Zu Ludwig von Fickers Aufsätzen und Reden*
Den Aufsätzen und Reden Ludwig von Fickers eigene Worte voranzustellen, kommt mir nicht recht zu. Ich durfte den im höchsten Alter Verstorbenen nicht mehr selbst kennenlernen, obwohl während der letzten Jahre, dank einer gemeinsamen Freundin, brieflicher Kontakt sich hergestellt hatte. Seine und meine Position – ein recht kruder Begriff – waren weit voneinander entfernt. Fickers Katholizismus, der wie ein selbstverständlicher Äther jeden Satz durchdringt, den er geschrieben hat, ist mit dem, was ich zu denken suche, unvereinbar. Trotzdem fühlte ich zu Ficker so viel Sympathie, daß ich vielleicht keine Grenze überschreite, wenn ich etwas über ihn sage. Sein Name, und der »Brenner«, sind mir seit frühester Jugend vertraut; ich habe gewußt, daß er einer der wenigen Freunde Trakls war, ohne den ich mir meine geistige Existenz nicht vorstellen kann; auch sein Verhältnis zu Karl Kraus war mir gegenwärtig. Vor allem jedoch habe ich in jeder Äußerung von ihm, und in seiner gesamten Haltung, etwas gespürt, auf das ich ansprach, ohne daß dadurch die Gegensätze sich verwischt hätten. Gerade das, eine Gemeinsamkeit von Extremen, die keiner mittleren Toleranz bedarf, ja sie ausschließt, zog mich zu ihm hin. Es läßt sich das kaum auf einen allgemeinen und vagen Begriff von Humanität abdestillieren.

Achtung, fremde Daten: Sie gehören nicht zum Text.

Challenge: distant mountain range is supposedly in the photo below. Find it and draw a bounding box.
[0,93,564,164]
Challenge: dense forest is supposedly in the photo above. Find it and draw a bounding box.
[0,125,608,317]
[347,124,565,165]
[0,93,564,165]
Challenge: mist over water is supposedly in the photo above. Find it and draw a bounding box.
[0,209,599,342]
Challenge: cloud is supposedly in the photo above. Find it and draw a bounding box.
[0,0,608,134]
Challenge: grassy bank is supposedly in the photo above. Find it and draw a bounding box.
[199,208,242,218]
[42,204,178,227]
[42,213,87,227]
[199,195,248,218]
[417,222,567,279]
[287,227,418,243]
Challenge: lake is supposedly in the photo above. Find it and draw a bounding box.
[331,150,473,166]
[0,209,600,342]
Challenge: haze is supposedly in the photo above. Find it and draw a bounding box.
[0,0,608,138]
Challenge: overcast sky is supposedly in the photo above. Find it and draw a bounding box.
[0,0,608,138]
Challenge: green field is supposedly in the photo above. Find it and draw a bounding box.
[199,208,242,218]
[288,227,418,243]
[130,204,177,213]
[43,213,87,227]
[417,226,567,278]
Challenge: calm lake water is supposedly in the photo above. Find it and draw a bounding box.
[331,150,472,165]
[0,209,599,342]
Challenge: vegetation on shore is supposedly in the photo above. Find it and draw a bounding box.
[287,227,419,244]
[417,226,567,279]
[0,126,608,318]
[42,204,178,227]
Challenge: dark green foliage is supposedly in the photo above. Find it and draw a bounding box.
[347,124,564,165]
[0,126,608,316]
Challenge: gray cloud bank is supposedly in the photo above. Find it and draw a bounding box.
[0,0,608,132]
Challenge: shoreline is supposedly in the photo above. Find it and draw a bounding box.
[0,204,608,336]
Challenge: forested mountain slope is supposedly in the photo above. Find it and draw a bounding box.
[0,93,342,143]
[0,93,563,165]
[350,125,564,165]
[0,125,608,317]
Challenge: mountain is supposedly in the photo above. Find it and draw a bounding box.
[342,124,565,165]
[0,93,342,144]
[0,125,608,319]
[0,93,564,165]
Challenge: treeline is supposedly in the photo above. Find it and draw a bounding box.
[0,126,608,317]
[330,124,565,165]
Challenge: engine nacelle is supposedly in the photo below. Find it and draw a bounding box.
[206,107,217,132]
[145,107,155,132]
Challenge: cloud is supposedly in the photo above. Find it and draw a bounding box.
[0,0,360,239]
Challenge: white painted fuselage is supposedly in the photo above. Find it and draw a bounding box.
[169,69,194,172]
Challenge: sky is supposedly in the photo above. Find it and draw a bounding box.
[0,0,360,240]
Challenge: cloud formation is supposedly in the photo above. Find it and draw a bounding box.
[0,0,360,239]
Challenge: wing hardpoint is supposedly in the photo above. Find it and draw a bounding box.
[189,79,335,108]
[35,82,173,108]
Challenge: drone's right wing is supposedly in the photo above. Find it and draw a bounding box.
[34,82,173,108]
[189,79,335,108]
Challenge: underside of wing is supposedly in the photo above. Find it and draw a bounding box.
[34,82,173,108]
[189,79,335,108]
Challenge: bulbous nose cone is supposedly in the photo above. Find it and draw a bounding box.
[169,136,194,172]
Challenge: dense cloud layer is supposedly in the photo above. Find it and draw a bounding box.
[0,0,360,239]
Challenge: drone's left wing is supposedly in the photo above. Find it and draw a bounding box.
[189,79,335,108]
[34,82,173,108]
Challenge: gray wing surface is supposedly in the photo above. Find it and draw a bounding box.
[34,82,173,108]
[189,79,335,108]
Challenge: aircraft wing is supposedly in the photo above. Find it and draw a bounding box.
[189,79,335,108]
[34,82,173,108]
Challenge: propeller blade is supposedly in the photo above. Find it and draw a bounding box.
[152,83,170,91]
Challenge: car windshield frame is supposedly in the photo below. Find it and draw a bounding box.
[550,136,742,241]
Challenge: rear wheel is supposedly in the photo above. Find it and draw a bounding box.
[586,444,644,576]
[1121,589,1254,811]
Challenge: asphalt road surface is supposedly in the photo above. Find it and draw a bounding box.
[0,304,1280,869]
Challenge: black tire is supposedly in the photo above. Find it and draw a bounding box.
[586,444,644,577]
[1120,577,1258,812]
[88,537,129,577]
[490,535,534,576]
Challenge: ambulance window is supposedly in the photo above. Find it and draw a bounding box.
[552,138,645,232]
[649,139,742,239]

Bemüht, es auszudrücken, erinnere ich mich an eine Formulierung Benjamins über Nietzsches Freund Overbeck: »Solche Männer, in denen man oft nur eine Art wohlmeinender Helfer, wenn nicht gar Interessenvertreter gesehen hat, sind unendlich viel mehr: Repräsentanten einer einsichtsvolleren Nachwelt. Sooft sie auch die primitivste Sorge für jene übernehmen, deren Rang sie ein für alle Mal erkannten, niemals übertreten sie die Schranken, die sie als Stellvertreter zu wahren haben.« Zu diesen Gestalten rechnet Ficker. Er hat mit einer Hellsicht und Unbeirrtheit, die ihresgleichen sucht, Menschen sich ausgewählt, deren Wesen mit dem Bestehenden zusammenstieß und deren Kraft darüber hinauswies; Stärkere und Schwächere in eins. Zu ihren Lebzeiten hat er an ihnen etwas von dem gutgemacht, was das Bestehende, und die Unversöhnlichkeit ihres Naturells mit dessen Spielregeln, ihnen antat. So tief ließ er davon sich leiten, daß er unbekümmert ums eigene Schicksal, vermöge seiner gegenwärtigen Hingabe ans Potential von Zukunft, selbst die Härte und Kälte des Bestehenden auf sich nahm; der Vornehme hat darüber kein Wort verloren. Inspiriert war er von dem, wofür Kraus die Verse fand: »Nichts ist wahr / und möglich, daß sich Anderes ereignet.« Das trug ihn über alle Enge und Armseligkeit, über allen Provinzialismus hinweg. Ein utopischer Impuls lebte in ihm, um so großartiger, als er inmitten einer Ordnung sich regte, die seiner Entfaltung nicht günstig zu sein pflegt, und die er gleichwohl als substantiell empfand. Er hatte die Fähigkeit der Erweiterung inmitten seiner Bestimmtheit. Vieles an dem Protestanten Trakl, in dessen Lyrik die katholische Kulturlandschaft gleichwie nach einer Explosion sich darstellt, muß ihm fremd gewesen sein und vollends die Strenge von Kraus, die kein gestuft Vermittelndes duldet. Aber Ficker hat das ihm Konträre um seiner Wahrheit willen unwillkürlich sich zugeeignet.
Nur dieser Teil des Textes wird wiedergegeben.